Stretches and Compressions

Changing the Shape

Unlike translations, stretches and compressions change the shape of a graph.

They make it taller, shorter, wider, or narrower.

Vertical Stretch and Compression

$a \cdot f(x)$

Multiply the output by a constant.

• $|a| > 1$ → stretch vertically (taller)
• $|a| < 1$ → compress vertically (shorter)

Example: $f(x) = x^2$

• $2f(x) = 2x^2$ → twice as tall
• $\frac{1}{2}f(x) = \frac{1}{2}x^2$ → half as tall

Every y-value gets multiplied by $a$.

Horizontal Stretch and Compression

$f(bx)$

Multiply the input by a constant.

• $|b| > 1$ → compress horizontally (narrower)
• $|b| < 1$ → stretch horizontally (wider)

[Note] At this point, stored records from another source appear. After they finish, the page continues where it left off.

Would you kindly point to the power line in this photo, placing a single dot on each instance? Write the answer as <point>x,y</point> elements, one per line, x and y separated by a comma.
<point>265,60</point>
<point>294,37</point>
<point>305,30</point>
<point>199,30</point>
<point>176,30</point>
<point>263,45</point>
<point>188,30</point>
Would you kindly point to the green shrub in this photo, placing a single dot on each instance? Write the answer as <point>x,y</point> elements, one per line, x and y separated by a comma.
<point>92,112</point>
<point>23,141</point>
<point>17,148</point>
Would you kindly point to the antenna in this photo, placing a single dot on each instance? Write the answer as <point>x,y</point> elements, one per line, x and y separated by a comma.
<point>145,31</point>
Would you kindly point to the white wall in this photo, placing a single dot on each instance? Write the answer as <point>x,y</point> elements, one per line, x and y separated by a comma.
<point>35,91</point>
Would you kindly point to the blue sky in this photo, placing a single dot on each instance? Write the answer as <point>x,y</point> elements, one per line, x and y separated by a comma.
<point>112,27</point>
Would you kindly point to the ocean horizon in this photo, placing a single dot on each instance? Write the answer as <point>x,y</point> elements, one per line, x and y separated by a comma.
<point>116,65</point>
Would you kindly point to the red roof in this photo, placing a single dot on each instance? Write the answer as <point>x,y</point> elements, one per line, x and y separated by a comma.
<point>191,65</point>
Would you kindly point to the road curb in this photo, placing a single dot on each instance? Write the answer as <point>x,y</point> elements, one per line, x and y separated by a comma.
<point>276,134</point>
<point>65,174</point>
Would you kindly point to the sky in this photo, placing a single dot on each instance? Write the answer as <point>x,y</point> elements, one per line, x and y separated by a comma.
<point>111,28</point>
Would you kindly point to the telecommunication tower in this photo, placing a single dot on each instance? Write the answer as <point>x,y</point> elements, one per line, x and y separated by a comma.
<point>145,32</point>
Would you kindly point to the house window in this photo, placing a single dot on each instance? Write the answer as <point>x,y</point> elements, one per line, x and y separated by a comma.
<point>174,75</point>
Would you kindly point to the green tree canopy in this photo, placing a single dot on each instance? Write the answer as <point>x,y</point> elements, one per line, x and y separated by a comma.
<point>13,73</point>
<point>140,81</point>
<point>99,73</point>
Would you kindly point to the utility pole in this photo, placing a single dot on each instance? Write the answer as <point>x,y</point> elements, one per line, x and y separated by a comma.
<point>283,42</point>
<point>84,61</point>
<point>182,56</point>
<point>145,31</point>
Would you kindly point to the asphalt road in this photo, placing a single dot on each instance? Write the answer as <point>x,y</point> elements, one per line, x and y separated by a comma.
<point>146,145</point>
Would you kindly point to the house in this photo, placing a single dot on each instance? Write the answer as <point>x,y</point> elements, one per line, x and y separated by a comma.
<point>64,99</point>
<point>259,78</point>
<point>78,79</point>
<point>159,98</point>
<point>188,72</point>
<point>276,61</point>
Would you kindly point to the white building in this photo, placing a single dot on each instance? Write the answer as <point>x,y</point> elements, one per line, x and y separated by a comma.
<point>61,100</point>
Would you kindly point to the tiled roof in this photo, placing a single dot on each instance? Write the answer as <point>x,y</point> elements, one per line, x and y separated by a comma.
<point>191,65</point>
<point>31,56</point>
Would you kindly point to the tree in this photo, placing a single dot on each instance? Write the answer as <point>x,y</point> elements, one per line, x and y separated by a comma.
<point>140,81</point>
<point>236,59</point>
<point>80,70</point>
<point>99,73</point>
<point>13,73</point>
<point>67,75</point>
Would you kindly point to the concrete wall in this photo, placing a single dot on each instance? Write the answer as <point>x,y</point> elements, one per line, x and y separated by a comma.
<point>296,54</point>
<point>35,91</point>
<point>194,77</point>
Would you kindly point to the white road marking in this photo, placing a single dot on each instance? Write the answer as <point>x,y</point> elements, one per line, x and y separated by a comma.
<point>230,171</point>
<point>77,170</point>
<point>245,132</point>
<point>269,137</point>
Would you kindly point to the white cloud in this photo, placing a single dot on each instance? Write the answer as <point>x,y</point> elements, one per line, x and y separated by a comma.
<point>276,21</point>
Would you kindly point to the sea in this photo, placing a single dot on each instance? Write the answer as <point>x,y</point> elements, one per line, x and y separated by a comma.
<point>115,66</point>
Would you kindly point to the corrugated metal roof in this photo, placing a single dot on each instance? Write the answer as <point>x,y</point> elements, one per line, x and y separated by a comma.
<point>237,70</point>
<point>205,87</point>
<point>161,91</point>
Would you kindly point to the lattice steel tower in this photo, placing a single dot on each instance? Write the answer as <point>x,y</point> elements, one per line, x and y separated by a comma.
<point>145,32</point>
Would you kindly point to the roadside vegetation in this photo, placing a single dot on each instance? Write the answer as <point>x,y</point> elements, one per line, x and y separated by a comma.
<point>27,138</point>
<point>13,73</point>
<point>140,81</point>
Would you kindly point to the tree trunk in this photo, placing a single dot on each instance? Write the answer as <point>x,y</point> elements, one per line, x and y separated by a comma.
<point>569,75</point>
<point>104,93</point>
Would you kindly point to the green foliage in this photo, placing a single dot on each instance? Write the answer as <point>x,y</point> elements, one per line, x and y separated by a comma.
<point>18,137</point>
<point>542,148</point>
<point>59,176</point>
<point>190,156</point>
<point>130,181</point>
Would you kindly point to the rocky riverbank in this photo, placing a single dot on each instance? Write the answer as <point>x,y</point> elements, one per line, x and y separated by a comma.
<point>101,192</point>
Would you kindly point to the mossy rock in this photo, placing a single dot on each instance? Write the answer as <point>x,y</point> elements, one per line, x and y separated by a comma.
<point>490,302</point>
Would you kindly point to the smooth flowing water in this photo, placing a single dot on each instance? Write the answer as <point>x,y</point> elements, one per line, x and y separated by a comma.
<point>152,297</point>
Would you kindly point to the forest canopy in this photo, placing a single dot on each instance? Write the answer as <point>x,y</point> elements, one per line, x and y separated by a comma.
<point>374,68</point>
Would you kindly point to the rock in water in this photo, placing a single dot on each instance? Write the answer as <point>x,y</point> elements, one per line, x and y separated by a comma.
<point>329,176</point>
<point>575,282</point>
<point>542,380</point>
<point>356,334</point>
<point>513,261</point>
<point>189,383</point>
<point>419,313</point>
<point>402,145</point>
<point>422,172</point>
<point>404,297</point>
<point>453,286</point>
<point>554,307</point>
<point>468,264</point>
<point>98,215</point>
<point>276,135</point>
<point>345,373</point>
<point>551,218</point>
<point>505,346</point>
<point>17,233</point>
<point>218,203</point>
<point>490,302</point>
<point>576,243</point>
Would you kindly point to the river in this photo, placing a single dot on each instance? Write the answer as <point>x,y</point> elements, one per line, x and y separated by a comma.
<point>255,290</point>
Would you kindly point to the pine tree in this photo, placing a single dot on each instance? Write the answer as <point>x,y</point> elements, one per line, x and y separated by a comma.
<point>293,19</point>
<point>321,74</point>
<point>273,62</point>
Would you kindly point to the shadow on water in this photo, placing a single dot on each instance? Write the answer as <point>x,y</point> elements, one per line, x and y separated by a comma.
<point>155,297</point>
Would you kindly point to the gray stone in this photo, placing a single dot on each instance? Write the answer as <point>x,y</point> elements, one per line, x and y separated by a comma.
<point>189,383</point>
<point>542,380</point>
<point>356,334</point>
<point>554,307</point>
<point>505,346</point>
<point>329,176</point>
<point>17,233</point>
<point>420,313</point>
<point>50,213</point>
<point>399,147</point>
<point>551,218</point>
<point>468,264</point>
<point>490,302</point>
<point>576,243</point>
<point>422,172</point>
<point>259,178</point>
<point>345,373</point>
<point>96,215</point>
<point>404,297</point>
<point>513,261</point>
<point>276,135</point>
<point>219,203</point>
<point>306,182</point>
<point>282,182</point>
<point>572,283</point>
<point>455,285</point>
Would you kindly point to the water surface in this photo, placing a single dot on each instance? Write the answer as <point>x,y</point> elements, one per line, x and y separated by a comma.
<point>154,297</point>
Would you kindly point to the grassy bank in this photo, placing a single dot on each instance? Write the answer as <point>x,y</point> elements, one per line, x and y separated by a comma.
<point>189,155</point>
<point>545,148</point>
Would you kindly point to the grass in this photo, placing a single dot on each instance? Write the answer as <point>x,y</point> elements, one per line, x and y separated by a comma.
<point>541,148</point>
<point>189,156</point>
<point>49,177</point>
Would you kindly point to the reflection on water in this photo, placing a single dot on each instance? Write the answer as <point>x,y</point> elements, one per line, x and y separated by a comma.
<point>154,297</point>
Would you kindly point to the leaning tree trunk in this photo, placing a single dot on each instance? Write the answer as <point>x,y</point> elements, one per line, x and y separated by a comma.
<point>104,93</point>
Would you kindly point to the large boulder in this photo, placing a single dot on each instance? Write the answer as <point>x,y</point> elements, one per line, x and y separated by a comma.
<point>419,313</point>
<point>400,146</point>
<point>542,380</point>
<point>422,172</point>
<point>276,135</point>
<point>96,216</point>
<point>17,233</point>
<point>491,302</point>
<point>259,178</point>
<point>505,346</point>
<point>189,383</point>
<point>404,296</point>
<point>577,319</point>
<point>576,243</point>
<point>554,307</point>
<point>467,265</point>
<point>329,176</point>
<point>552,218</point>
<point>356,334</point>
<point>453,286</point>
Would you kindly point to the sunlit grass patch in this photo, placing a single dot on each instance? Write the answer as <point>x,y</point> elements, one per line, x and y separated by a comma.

Warning: This is backwards again!

$f(2x)$ makes the graph narrower, not wider.

$f(\frac{1}{2}x)$ makes the graph wider, not narrower.

Why is it backwards?

For $f(x) = x^2$, the point $(2, 4)$ is on the graph.

For $g(x) = (2x)^2$, we need $g(1) = (2 \cdot 1)^2 = 4$.

The point moved from $x = 2$ to $x = 1$. The graph got narrower.

Combining with Reflections

If $a$ or $b$ is negative, you also get a reflection:

• $a < 0$ → vertical stretch/compress and reflect across x-axis
• $b < 0$ → horizontal stretch/compress and reflect across y-axis

Example: $-2f(x)$ stretches vertically by 2 and flips upside down.